# Überwinterung von Tropischen Seerosen



## Teichforum.info (9. Juni 2003)

Also Schreib ich jetzt einwenig zur Überwinterung  
ih habe meine Nymphaea __ lotus immer im Aquarium bei ca.28-30°C Überwintert.Sie hat sich fast immer zusammen gezogen,da trieb sie wie ein Korken an der oberfläche!   
Ich hab mir ja jetzt eine King of the Blues bestellt,die werde ich warscheinlich in meinem __ schleierschwanz Überwinterungsbechen Setzten,soblad es unter 15°C wird.Oder ich stelle mir einen MaurerKübel in mein Zimmer,indem ich dann auch meine Schleierschwänze ggf.überwintern werde!
 :fisch:  :fisch:  :fisch:  :fisch:  :fisch:  :fisch:  :fisch:  :fisch:  :fisch:  :fisch: 
Ich finde es ist nicht Schwer sie zu überwintern.Vielleicht werde ich es auch im Kühlschrank in einem Glas versuchen!!!!!!!!!!!!!!! :glasswim:


----------



## Teichforum.info (9. Juni 2003)

*...*

.... iss des ned zu kalt, im Winter im Kühlschrank ?? da könnte ich sie ja im Teich lassen ... dort isses auch 6°C


----------



## Teichforum.info (9. Juni 2003)

ich habe ja nurmal sogedacht,aber es ist awrscheinlich wirklich zukalt!!!
Von der King of the Blues von stefan kannst du gar keinen Ableger klauen,denn sie hat kein Rhizom,sondern eine Knolle  :razz:


----------



## Teichforum.info (9. Juni 2003)

Meine Erfahrung ist da eher gering, vielleicht kann Werner Wallner auch noch etwas dazu sagen. Meine "King of the Blues" überwintert prima im Gewächshaus, wobei die Lufttemperatur darin nie unter 5 Grad gesunken ist. Wasser federt die Temperaturschwankungen nochmals ab. Meine __ Lotos bleiben sogar im Teich. Sie stehen allerdings auch so, dass das Rhizom nicht durchfrieren kann.

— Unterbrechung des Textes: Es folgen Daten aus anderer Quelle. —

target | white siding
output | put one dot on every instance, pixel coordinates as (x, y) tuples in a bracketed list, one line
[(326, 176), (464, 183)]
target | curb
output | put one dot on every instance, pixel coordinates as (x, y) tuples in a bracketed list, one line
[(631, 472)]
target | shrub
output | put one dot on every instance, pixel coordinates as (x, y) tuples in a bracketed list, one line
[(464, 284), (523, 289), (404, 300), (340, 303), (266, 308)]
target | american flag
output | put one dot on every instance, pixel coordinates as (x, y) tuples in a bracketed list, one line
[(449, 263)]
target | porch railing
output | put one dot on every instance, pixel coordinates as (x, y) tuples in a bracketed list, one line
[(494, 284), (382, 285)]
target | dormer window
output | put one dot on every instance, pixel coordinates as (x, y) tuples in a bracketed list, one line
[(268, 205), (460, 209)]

Die trop. Seerose ist wieder in den Teich gekommen, als die Wassertemperatur nicht mehr unter 15 Grad gesunken ist (Ende März). Dort bleibt sie, bis die Wassertemperatur 10 Grad zu unterschreiten droht (das wird so um Weihnachten herum sein).

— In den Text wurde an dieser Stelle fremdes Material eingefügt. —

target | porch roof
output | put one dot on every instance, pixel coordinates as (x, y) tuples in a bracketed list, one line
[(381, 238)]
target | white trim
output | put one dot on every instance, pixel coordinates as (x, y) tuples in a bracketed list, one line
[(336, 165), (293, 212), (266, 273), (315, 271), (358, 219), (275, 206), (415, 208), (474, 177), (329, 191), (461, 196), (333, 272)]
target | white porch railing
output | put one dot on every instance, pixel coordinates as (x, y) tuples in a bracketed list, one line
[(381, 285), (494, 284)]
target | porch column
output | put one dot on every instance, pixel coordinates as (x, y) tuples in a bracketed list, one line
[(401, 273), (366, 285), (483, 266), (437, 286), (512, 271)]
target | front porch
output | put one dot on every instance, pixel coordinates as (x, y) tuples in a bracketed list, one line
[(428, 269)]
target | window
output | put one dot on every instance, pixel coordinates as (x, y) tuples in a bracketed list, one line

Ich will hier nicht gross herumdröhnen, vermute aber, dass das in etwa der beste Weg ist, seine Tropischen (so sie nicht ausgesprochen empfindlich sind) und die Lotos gut über den Winter zu bringen. Die Frage ist allerdings, ob man __ tropische Seerosen in Deutschland in den Teich setzen kann/soll. Deutsche Sommer sind nicht eben stabil. In milden Gebieten sollte die Outdoor-Haltung allerdings kein Problem sein.

Beste Grüsse
Stefan

P.S.: Anliegend ein Foto der "King" von heute früh. - Frage: Kann ich eigentlich keine Fotos mehr in den Text setzen - oder bin ich nur zu blöd ??? Edit: Oooops, klappt ja doch... Also: Ich war zu blöd.


----------



## Teichforum.info (9. Juni 2003)

*...*

.... och nöööh ... will auch sowas, wenn du noch andere posten solltest Stefan, werd ich mir ne Teichheizung zulegen und über dern ganzen Winter die Temperatur über 15 °C halten


----------



## Teichforum.info (9. Juni 2003)

Da scheinst du aber viel Geld zu haben,wenn du mit dem Gedanken spielst!!!!

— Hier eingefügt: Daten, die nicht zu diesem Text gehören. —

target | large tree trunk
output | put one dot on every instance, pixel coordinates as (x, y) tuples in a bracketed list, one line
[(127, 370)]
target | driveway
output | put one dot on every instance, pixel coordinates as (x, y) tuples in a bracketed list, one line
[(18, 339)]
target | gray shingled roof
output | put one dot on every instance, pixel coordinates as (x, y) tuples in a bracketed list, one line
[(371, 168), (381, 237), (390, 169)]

Die King of the Blues die ich mir bestellt habe sieht im Katalog viel dunkler,eher lila aus.  
Es kann aber sein,dass es verschiedene zuchtgrubben sind,sodass es die gleiche Art in verschieden Schattierungen gibt :flower:


----------



## Teichforum.info (9. Juni 2003)

*Geld ?*

Hallo Steeev ,

kann man jemals Geld genug haben ?   

Das werde ich nie haben, denn mein Grundgedanke ist irgendwann mal ein Stör-Museum/Teich zu haben mit allen 25 Arten in einem Becken ... aber träumen darf man doch ,oder ???


----------



## Teichforum.info (9. Juni 2003)

Klar darf man träumen :sleeping: 
Aber das du ei von einem Störmuseum treumst verlangt wirklich :respekt: 
ich treume von einem großen Wintergarten mit nem großen seerosen und Lotosteich :kleeblatt:


----------



## Teichforum.info (9. Juni 2003)

*...*

Hallo Steev,

im Gegensatz zu uns biste noch jung udn kannst des ganze sicher besser steuern als wir .... aber mit meinem Stör-Museum ... glaub mir, es wird klappen, denn ich will es und Wille versetzt Berge .... kennste das Sprichwort ?


----------



## Teichforum.info (9. Juni 2003)

ja irgentwiesowas kenne ich   :biggthumpup: 
Aber vielleicht sollten wir zu Hauptthema zurückkommen.
Ich habe da was vergessen,Wenn man ein überdimensioniertes Aquarium hat,dann kann man sie auch dort überwinter,dann blühen sie auch den ganzen Winter duch :snowman:  :flower:  :snowman: 
und man hat zu Wheinachten was schönes am Blühen  :tannenbaum:


----------



## Teichforum.info (9. Juni 2003)

*...*

...Steev ... du machst mich immer neidischer .. will auch imWinter Seerosen haben  :cry:  :cry:


----------



## Teichforum.info (9. Juni 2003)

Na, sag einmal, da haben wir ja einen richtigen Jung-Botaniker unter uns, der zeigt Dir aber wo's in Sachen Seerosen lang geht, Tommi

 

Zuerst Nymphaion, dann Steve... wir entwickeln uns ja zu einem regelrechten Botaniker-Kongress 

 

lG
Doogie


----------



## Teichforum.info (9. Juni 2003)

Du wiist mir doch wohl nicht zuschmeicheln oder Doogie  
Jetzt noch was Tommiu kannst sie auch als Schnittblume Verwenden!!! :biggthumpup: 
Ich würde dir dann zu einer Viviparen Sorte raten,da bekommst du dann auf den Blätter Ableger :ja:


----------



## Teichforum.info (9. Juni 2003)

*...*

... ich weiss Steeve ... ich schau mal, ob ich mir sowas "botanisch" leisten kann, also vom Wissen und der Pflege her, und wenn ich dann Ableger haben sollte, dann kriegste welche ... aber erstmal Erkundigungen darüber einholen, dann sehen wir weiter


----------



## Teichforum.info (10. Juni 2003)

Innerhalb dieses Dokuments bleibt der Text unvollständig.